En 2014 y en 2015, tres productos narrativos se ocuparon de casos reales: Serial —un podcast que investiga el caso de Hae Min Lee, una estudiante surcoreana asesinada por estrangulamiento, crimen atribuido a su exnovio, Adnan Syed, quien mientras escribo esto espera regresar a los juzgados en febrero—, The jinx —una miniserie de HBO y Blumhouse, dirigida por Andrew Jarecki de Capturing the Friedmans, ocupada en rastrear la vida y los muertos de Bob Durst, un millonario neoyorquino que, gracias a que tiene los mejores abogados que el dinero puede conseguir, ha salido libre de un par de investigaciones por homicidio— y Making a murderer.
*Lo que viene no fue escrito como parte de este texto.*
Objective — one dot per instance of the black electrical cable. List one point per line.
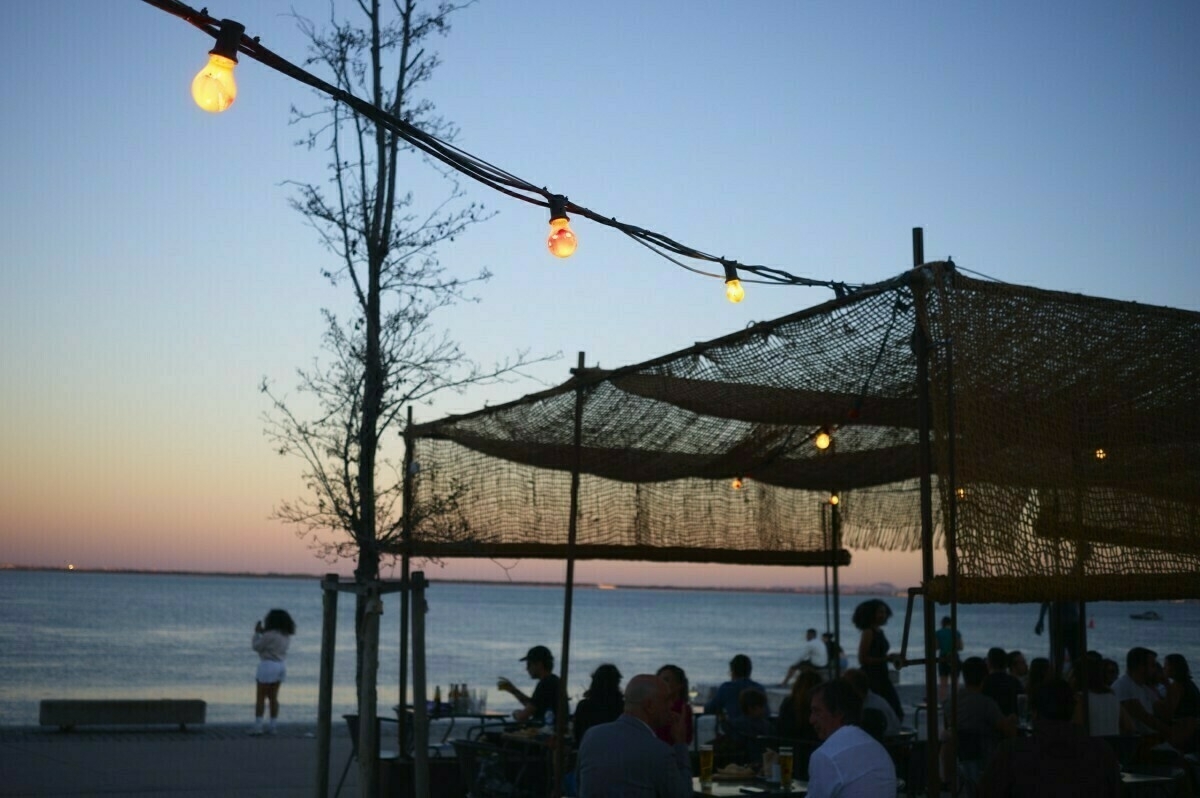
(486, 173)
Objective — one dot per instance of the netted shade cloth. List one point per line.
(1066, 445)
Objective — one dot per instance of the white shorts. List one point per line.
(270, 672)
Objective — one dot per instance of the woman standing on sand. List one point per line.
(271, 639)
(873, 651)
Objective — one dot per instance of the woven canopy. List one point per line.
(1066, 447)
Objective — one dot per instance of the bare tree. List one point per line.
(385, 353)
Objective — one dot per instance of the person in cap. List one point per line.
(539, 665)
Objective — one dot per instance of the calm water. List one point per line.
(70, 635)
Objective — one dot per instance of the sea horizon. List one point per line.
(865, 588)
(135, 635)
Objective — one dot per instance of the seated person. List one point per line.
(725, 702)
(850, 762)
(793, 713)
(981, 724)
(889, 725)
(751, 724)
(814, 655)
(540, 666)
(1000, 685)
(678, 694)
(1057, 760)
(601, 703)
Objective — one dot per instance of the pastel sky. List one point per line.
(154, 273)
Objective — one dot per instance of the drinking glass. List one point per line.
(706, 765)
(785, 767)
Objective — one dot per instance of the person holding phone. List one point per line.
(271, 639)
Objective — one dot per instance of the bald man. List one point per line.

El cruce entre el documental sobre el error judicial —que nace con The thin blue line, del gran Errol Morris, pero que cuenta con antecedentes como "La corte del último recurso", columna del escritor Erle Stanley Gardner, después dramatizada como serie de televisión— y la narrativa por entregas deriva en que la información que los documentalistas poseen se dosifique de diferente forma a la del largometraje documental. Esta segmentación genera un suspenso necesario para que uno, ya encarrerado, le dé al botón de "Reproducir siguiente capítulo" como un adicto arrastrándose en busca de su próxima dosis —justamente el negocio de Netflix.
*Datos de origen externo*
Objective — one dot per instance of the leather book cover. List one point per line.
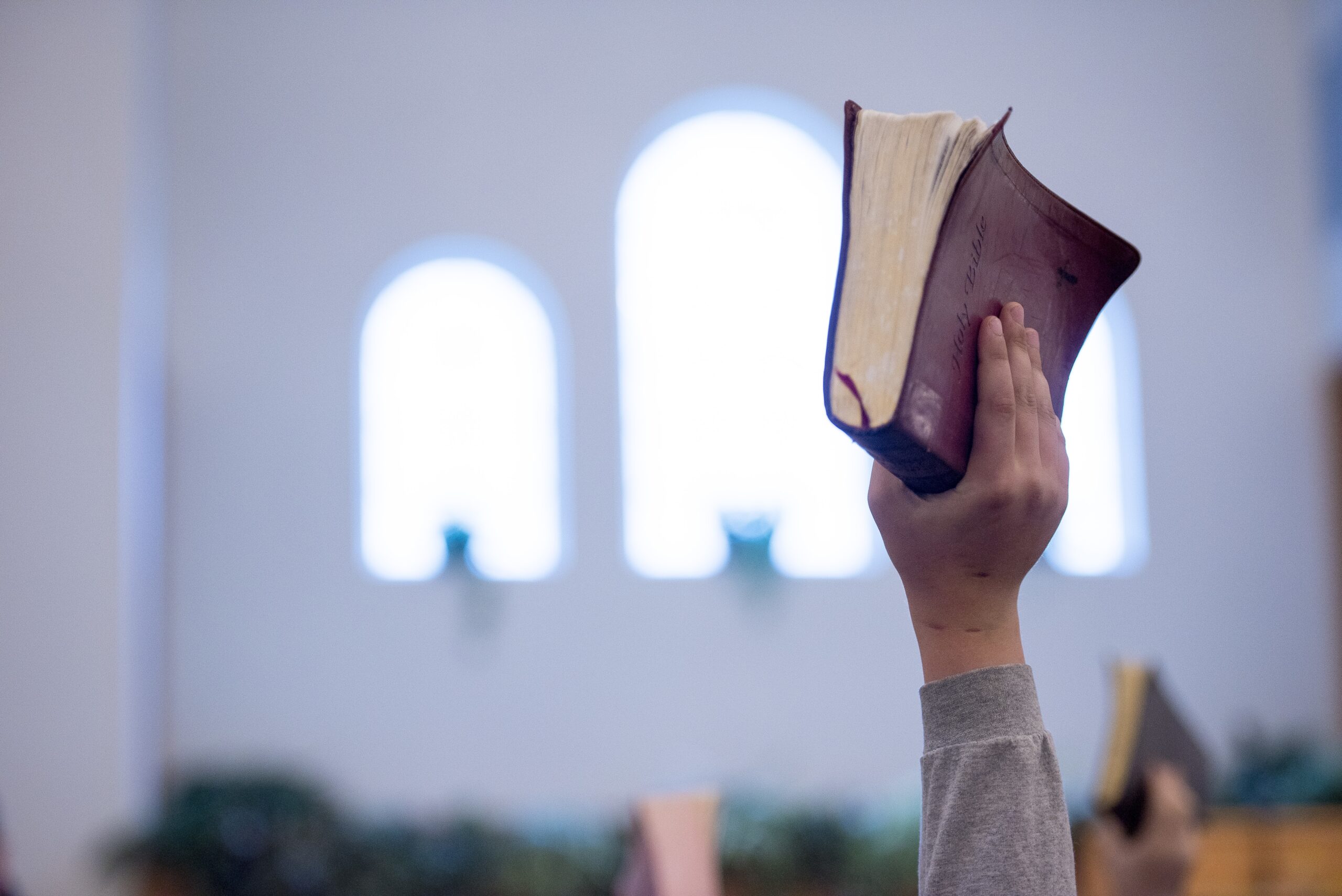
(1161, 736)
(1005, 238)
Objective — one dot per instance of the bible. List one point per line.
(1146, 729)
(943, 227)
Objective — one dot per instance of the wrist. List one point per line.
(957, 635)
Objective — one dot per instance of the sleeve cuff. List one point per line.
(996, 702)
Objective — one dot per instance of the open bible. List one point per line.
(1146, 729)
(943, 227)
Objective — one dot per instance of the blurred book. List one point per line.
(941, 229)
(1145, 730)
(674, 849)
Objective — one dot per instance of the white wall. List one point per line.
(312, 141)
(81, 434)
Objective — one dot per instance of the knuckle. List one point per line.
(1002, 405)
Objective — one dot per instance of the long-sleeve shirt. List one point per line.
(993, 816)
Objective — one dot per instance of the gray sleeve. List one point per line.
(993, 816)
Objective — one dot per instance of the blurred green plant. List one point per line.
(281, 836)
(1283, 770)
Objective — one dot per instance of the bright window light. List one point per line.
(1103, 532)
(458, 424)
(727, 243)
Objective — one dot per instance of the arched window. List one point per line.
(458, 424)
(727, 243)
(1103, 532)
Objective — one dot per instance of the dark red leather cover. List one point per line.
(1005, 238)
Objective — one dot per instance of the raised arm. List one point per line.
(993, 813)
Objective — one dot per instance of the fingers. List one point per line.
(1023, 384)
(995, 412)
(888, 495)
(1053, 447)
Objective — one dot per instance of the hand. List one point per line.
(1157, 860)
(962, 553)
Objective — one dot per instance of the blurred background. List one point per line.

La adicción que genera Making a murderer no sería posible sin uno de los grandes villanos de la historia del cine —vean la serie y descubrirán que mi hipérbole es justa: el fiscal Ken Kratz. Un tipo repulsivo, aceitoso, incesantemente corrupto, que parece regodearse en el sufrimiento y el encarcelamiento de Steven Avery. Kratz se relame sus bigotes cada que aparece en pantalla, añadiendo piezas y evidencia turbia que contribuyen a la lenta y dolorosa destrucción de Avery. Este enfrentamiento —atípico, por otro lado, o al menos atípico en términos de ficción cinematográfica: Avery y Kratz no se enfrentan cara a cara, no hay catarsis, no hay escupitajos de odio ni rencores liberados— genera empatía porque Avery es un tipo cualquiera: pobre, ignora las leyes, parece solo querer una oportunidad para vivir en paz. «Poor people lose», dice en algún momento, «poor people lose all the time». Uno de los nuestros, pues. Kratz, por su parte, es casi el exacto opuesto: un burócrata de cabello relamido, evidentemente conocedor de los tejemanejes del sistema judicial y, también, evidentemente dispuesto a usarlos a su favor y en contra de Avery. Sus apariciones en pantalla dejan claro el gusto —un gusto como de gato gordo— que siente al ver caer en prisión a Steven. Y si nuestro villano es estupendo, los héroes no se quedan atrás: Jerry Buting y Dean Strang, abogados defensores de Avery, son quizá los abogados más comprometidos que se haya visto desde, no sé, George Clooney en Michael Clayton. Buting y Strang pertenecen a un noble linaje de leguleyos del cine: están donde está Atticus Finch de Gregory Peck en Matar a un ruiseñor, Martin Vail de Richard Gere en La raíz del miedo, Jonathan Wilk de Orson Welles en Compulsion. La diferencia estriba, como es obvio, en que Buting y Strang son reales: real es su compromiso, reales son las conversaciones en las que meditan y cavilan y encuentran una luz al final del túnel, y real es la frustración que dejan ver cuando algo no sale bien.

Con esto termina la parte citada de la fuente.